The Flat Earth is laid out like a North-Azimuthal projection.
The North Pole is at the center while Antarctica is at the rim. The continents are spread out around the North Pole.
Circumnavigation on a Flat Earth is achieved because on a compass East and West are always at right angles to North. Traveling Eastwards continuously takes you in a circle around the North Pole. East and West are curved.
As it happens, on a Round Earth you do not travel perfectly straight when traveling East or West either. Consider this thought experiment:
You are on a Round Earth standing 10 feet away from the North Pole. You are then directed to travel East and are instructed to continue to do so. What happens to your path?

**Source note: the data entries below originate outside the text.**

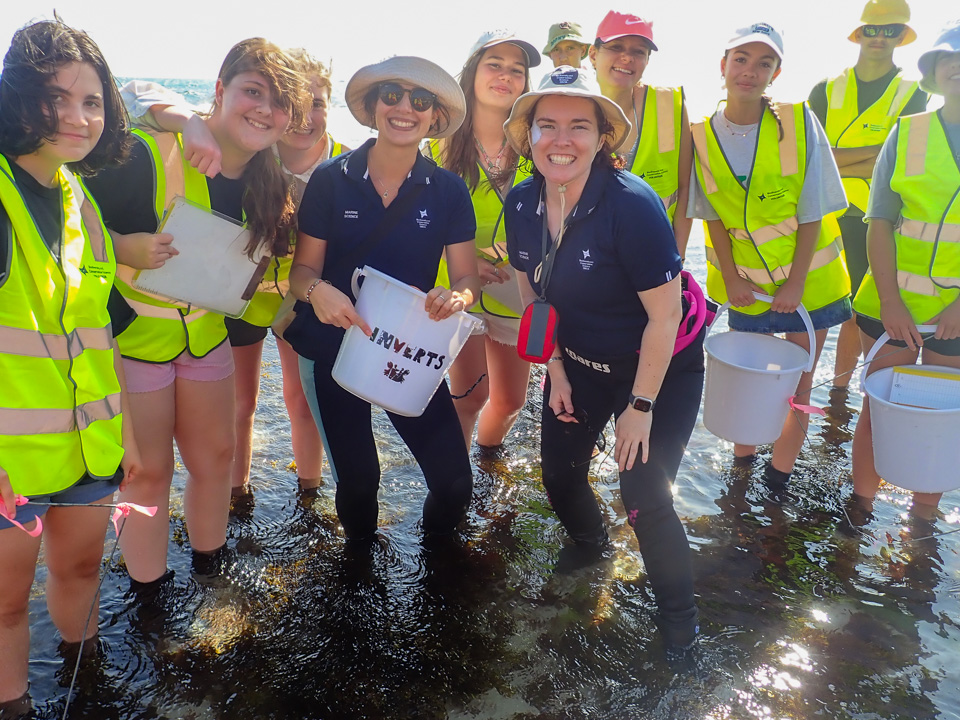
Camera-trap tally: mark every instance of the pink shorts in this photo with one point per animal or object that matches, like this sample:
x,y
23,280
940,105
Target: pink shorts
x,y
150,377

You end up traveling in a circle, and not in a straight line that you previously thought you would.
The exact same thing happens regardless of where are you on the Earth. Your path will not be straight without you having to constantly change the direction you are traveling in reference to a compass.

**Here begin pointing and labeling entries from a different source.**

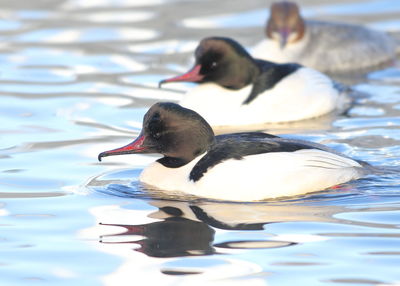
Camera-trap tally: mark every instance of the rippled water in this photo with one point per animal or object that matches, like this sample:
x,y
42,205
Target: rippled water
x,y
76,78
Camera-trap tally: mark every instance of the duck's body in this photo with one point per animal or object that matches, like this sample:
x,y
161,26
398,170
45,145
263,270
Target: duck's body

Traveling in a Straight Line
Q. Can't we just circumnavigate the earth by traveling in a straight line without a navigational aid?

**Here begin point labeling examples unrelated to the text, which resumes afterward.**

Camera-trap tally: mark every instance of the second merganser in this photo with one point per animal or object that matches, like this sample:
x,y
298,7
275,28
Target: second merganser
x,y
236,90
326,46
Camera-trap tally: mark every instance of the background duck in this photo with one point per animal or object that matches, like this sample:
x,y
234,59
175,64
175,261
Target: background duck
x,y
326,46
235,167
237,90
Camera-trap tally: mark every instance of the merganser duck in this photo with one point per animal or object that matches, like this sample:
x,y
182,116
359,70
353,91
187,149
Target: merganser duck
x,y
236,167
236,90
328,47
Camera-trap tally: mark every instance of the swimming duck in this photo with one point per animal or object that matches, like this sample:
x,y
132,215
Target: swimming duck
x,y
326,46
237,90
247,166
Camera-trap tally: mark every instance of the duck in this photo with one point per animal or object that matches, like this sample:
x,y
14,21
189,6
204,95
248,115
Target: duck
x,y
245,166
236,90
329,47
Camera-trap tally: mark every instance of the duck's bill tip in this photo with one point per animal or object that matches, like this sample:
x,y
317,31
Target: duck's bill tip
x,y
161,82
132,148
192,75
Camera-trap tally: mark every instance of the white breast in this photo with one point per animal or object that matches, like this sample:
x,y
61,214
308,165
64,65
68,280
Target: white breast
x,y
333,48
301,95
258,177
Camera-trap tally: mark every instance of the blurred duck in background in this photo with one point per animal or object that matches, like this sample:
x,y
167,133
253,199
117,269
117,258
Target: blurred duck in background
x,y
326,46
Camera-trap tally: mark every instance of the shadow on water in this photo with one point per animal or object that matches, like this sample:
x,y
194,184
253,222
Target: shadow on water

A. It is not possible to travel in a perfectly straight line for very long without a navigational aid.
It's not even possible to drive down a long length of highway without turning the steering wheel left or right. Get in a car and see if you can drive down a long stretch of highway without turning the wheel left or right. It's a near impossible thing to do. And when it comes to planes, ships, helicopters, et all., no craft has the ability of traveling in a perfectly straight line without the operator adjusting the craft with regards to visual terrain, compass readings, or what have you.
When one navigates, hands on control is paramount. You wouldn't find a ship captain in New York pointing his vessel in the direction of London, turning on cruise control, and then taking a three week nap in the lower decks. Who knows where he'd end up.
Q. What about other types of navigational instruments?
A. Using a compass, gyrocompass, or looking at Polaris as a reference for Eastwards or Westwards travel will take the navigator in a broad circle around the North Pole.